How calm the ardor of verbal monster. I discovered two solutions unstoppable.
- 1 era: The hairdresser! I had to bring the monster to the hairdresser, yeah normally expected to be in France, but her fringe was beginning to hit the ground .... I army of scissors and I cut ... Oh so cute we finally saw her beautiful eyes .... But after two days of reflections of well-intentioned "Oh, but tell me, dear boy, you're cutting your own hair?" I has resigned to make a cross on my eventual conversion in dressing and bring to a professional. And the complete quiet ... He said no more the monster!
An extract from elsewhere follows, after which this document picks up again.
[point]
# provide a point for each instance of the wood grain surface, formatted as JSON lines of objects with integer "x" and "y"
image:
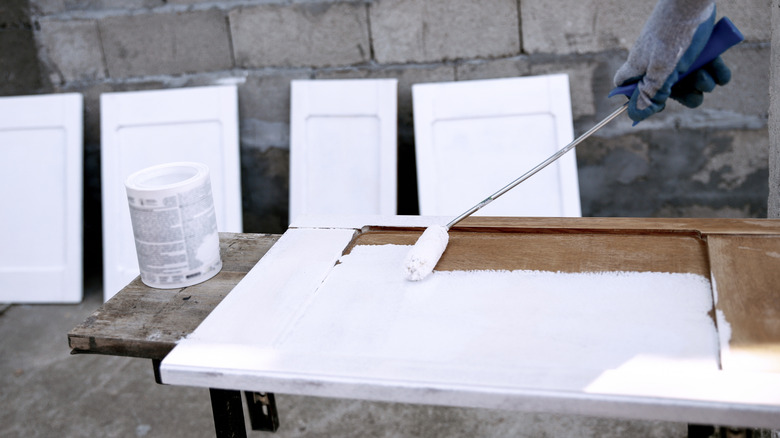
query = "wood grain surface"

Observed in the mirror and stands straight without moving, even not its jaws ! (And in fact the cost the hairdresser with the decline of the pound is cheaper than in France = 10 pounds ).
I, by the same occasion discovered that the price of providing the hairdresser can vary depending on the seniority in profession of the person you cut your hair ... and if you want make a color you need to do an allergy test (a small amount of dye behind the ear) 48 hours before.
- 2 nd solution: a pschitt for glass cloth and ..... That one hour that the monster polishes doors kitchen cabinets! Well I have promised him a small piece the end!
The problem is that he wants while washing windows, sofas, chairs, wants more STOPPING and empty pschitt ! and the house smells good product for the windows!
Despite these INCONVENIENCES , it's worth.
Last solution send Husband and progeny analysis in Granny with instructions not to go back home until nightfall! Phew!